The recent drop in child vaccinations isn’t unique to Washington.

Orders for pediatric vaccines have dropped since late January and fewer doses have been administered in the United States than had been by this time last year, according to a CDC report published this month.

Meanwhile, 25 countries around the world have put off measles vaccination campaigns, and most countries with polio vaccination programs have suspended them, according to the Measles and Rubella Initiative, a group that includes the CDC, the American Red Cross and the World Health Organization.

Not being vaccinated poses a real risk to children, especially children younger than 2 years old, Dunn said, because many of the vaccinations for that age group are for diseases that don’t have effective treatments or are highly contagious.
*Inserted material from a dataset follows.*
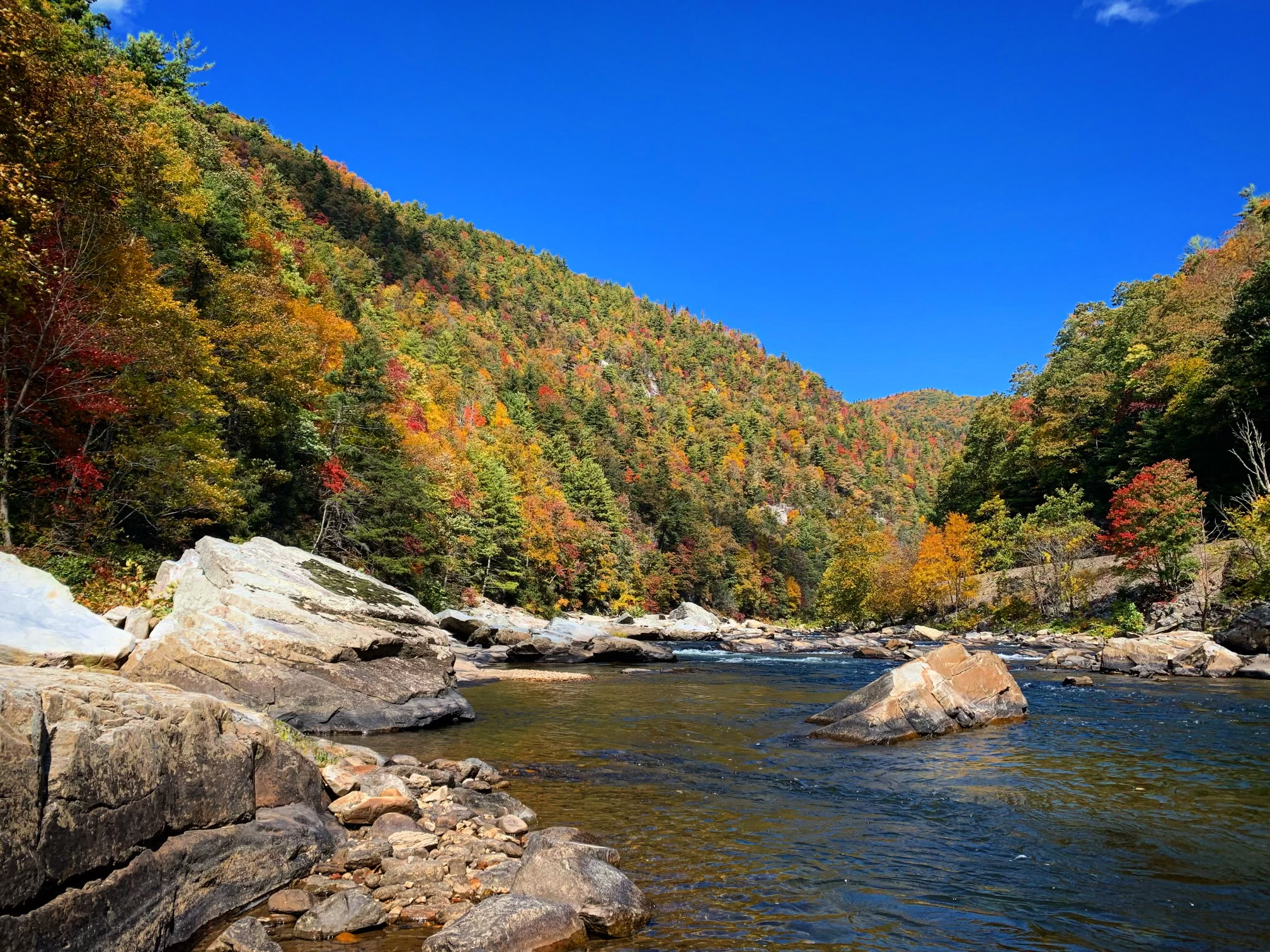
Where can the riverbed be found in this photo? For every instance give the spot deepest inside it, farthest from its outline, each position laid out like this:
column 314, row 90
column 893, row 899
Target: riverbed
column 1133, row 815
As parents navigate the pandemic of a still-mysterious virus, they find themselves struggling with both an overload of information and not enough information.

Researching how COVID-19 affects children and infants has been difficult, said Kavi, who is a product manager at Microsoft. He has been reading any study he can find about the coronavirus and infants to try to get a better handle on the risk to his daughter.

Kavi and Patil plan to speak with their daughter’s pediatrician soon to find out what precautions their office has taken.

“Were it not for COVID, it wouldn’t even be a question in our mind,” Kavi said.